In today's world of interconnected devices and services, it is hard to even spend a few hours a day without our smartphone to check Facebook, or order an Uber ride, or tweet something about the burger you just bought, or check the latest news or sports updates on your favorite team. We depend on our phones and Internet, for a lot of things, whether it is to get work done, or just browse, or e-mail your friend. There is simply no way around this phenomenon, and the number and variety of applications and services will only grow over time.

As a result, the smart devices are everywhere, and they generate a lot of data all the time. This phenomenon, also broadly referred to as the Internet of Things, has changed the dynamics of data processing forever. Whenever you use any of the services or apps on your iPhone, or Droid or Windows phone, in some shape or form, real-time data processing is at work.
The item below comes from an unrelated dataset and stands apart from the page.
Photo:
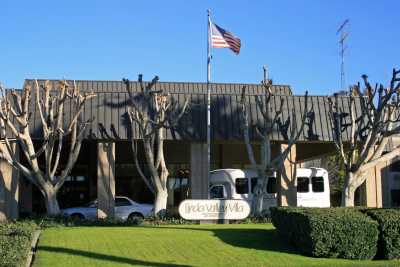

Since so much is depending on the quality and value of the apps, there is a lot of emphasis on how the various startups and established companies are tackling the complex challenges of SLAs (Service Level Agreements), and usefulness and also the timeliness of the data.

One of the paradigms being researched and adopted by organisations and service providers is the building of very scalable, near real-time or real-time processing frameworks on a very cutting-edge platform or infrastructure. Everything must be fast and also reactive to changes and failures. You would not like it if your Facebook updated once every hour or if you received email only once a day; so, it is imperative that data flow, processing, and the usage are all as close to real time as possible. Many of the systems we are interested in monitoring or implementing generate a lot of data as an indefinite continuous stream of events.

As in any other data processing system, we have the same fundamental challenges of a collection of data, storage, and processing of data. However, the additional complexity is due to the real-time needs of the platform. In order to collect such indefinite streams of events and then subsequently process all such events in order to generate actionable insights, we need to use highly scalable specialized architectures to deal with tremendous rates of events. As such, many systems have been built over the decades starting from AMQ, RabbitMQ, Storm, Kafka, Spark, Flink, Gearpump, Apex, and so on.

Modern systems built to deal with such large amounts of streaming data come with very flexible and scalable technologies that are not only very efficient but also help realize the business goals much better than before. Using such technologies, it is possible to consume data from a variety of data sources and then use it in a variety of use cases almost immediately or at a later time as needed.

Let us talk about what happens when you take out your smartphone and book an Uber ride to go to the airport. With a few touches on the smartphone screen, you're able to select a point, choose the credit card, make the payment, and book the ride. Once you're done with your transaction, you then get to monitor the progress of your car real-time on a map on your phone. As the car is making its way toward you, you're able to monitor exactly where the car is and you can also make a decision to pick up coffee at the local Starbucks while you're waiting for the car to pick you up.

You could also make informed decisions regarding the car and the subsequent trip to the airport by looking at the expected time of arrival of the car. If it looks like the car is going to take quite a bit of time picking you up, and if this poses a risk to the flight you are about to catch, you could cancel the ride and hop in a taxi that just happens to be nearby. Alternatively, if it so happens that the traffic situation is not going to let you reach the airport on time, thus posing a risk to the flight you are due to catch, then you also get to make a decision regarding rescheduling or canceling your flight.

Now in order to understand how such real-time streaming architectures work to provide such invaluable information, we need to understand the basic tenets of streaming architectures. On the one hand, it is very important for a real-time streaming architecture to be able to consume extreme amounts of data at very high rates while , on the other hand, also ensuring reasonable guarantees that the data that is getting ingested is also processed.

The following images diagram shows a generic stream processing system with a producer putting events into a messaging system while a consumer is reading from the messaging system:

Processing of real-time streaming data can be categorized into the following three essential paradigms:

• At least once processing
• At most once processing
• Exactly once processing

Let's look at what these three stream processing paradigms mean to our business use cases.
While exactly once processing of real-time events is the ultimate nirvana for us, it is very difficult to always achieve this goal in different scenarios. We have to compromise on the property of exactly once processing in cases where the benefit of such a guarantee is outweighed by the complexity of the implementation.